David W. Oesting, Partner in Charge, Alaska Office
Davis Wright Tremaine LLP
Suite 800
701 West Eighth Avenue
Anchorage, AK 99501-3408
Dear Mr. Oesting:
I was greatly dismayed to read today that the 9th U.S. Circuit Court of Appeals ruled that ExxonMobil should now be responsible for paying only half of the five billion dollars in punitive damages it was originally ordered to pay after the Valdez oil spill of 1989. The incident is most likely not still fresh on everyone’s mind, but I still avoid pulling into Exxon stations, heeding the boycott that was called for so many years ago.

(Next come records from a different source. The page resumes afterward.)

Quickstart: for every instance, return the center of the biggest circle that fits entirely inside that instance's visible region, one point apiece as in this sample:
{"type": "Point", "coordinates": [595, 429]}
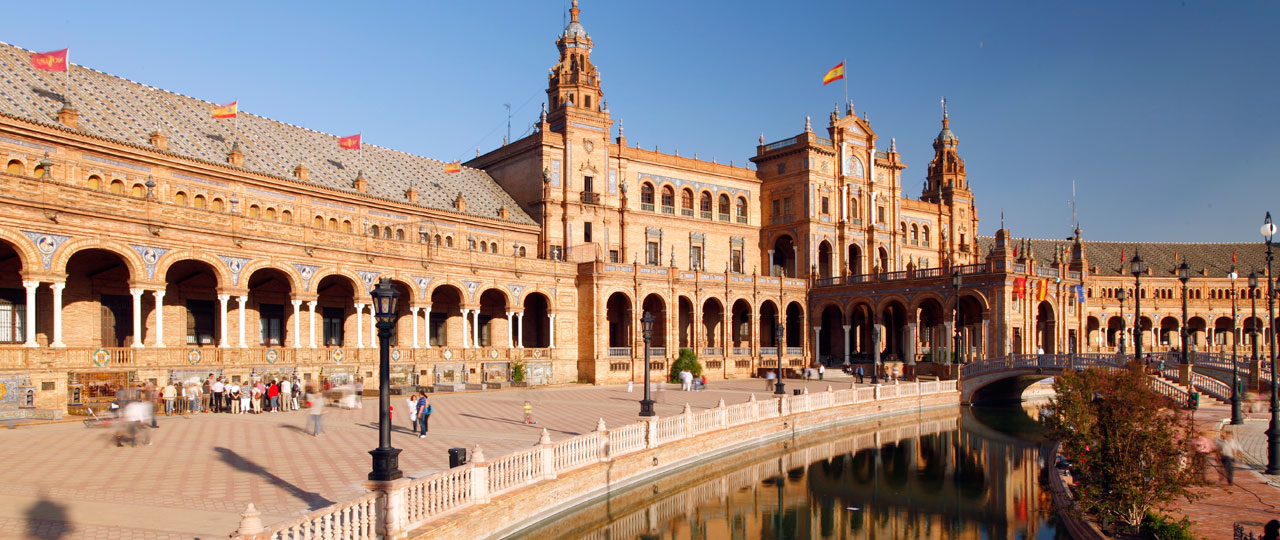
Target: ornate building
{"type": "Point", "coordinates": [145, 241]}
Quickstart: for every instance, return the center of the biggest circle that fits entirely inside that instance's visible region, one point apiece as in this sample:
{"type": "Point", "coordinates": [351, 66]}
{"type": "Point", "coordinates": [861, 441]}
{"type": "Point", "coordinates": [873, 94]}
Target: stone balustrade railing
{"type": "Point", "coordinates": [414, 503]}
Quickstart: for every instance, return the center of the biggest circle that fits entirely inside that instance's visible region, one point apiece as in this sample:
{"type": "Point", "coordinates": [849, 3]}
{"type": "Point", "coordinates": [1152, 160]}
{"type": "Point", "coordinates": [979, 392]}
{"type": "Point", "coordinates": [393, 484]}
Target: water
{"type": "Point", "coordinates": [968, 474]}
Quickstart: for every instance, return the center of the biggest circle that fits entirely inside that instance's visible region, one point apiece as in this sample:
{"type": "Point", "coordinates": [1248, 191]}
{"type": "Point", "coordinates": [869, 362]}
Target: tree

The reasoning that representatives for Exxon are using is outrageous. According to an Associated Press report, the Supreme Court contends that punitive damages “usually” can not amount to “more than nine times the general damages.” I would think that oil companies must prove an exception to this. One of the purposes of awarding punitive damages, as I understand it, is to punish the offending party, to make the ruling sting a bit. When a company has such unprecedented amounts of money rolling in as the big oil companies currently do, an unusually high award in damages is necessary to make it sting. If Exxon was not driven to fight this in the courts, that would be a sign that the award was not high enough.
The Supreme court ruling regarding the limits on punitive damages reportedly went into effect in 2003. I would be very curious to know whether lobbyists for big oil were pushing for that one. It would be right in line with the tradition of high-profit industries seeking the government’s protection against having to be responsible to the public for any damage they may cause. Is anyone trying to get that ruling reversed?
I wish you luck in your efforts to seek justice in this matter.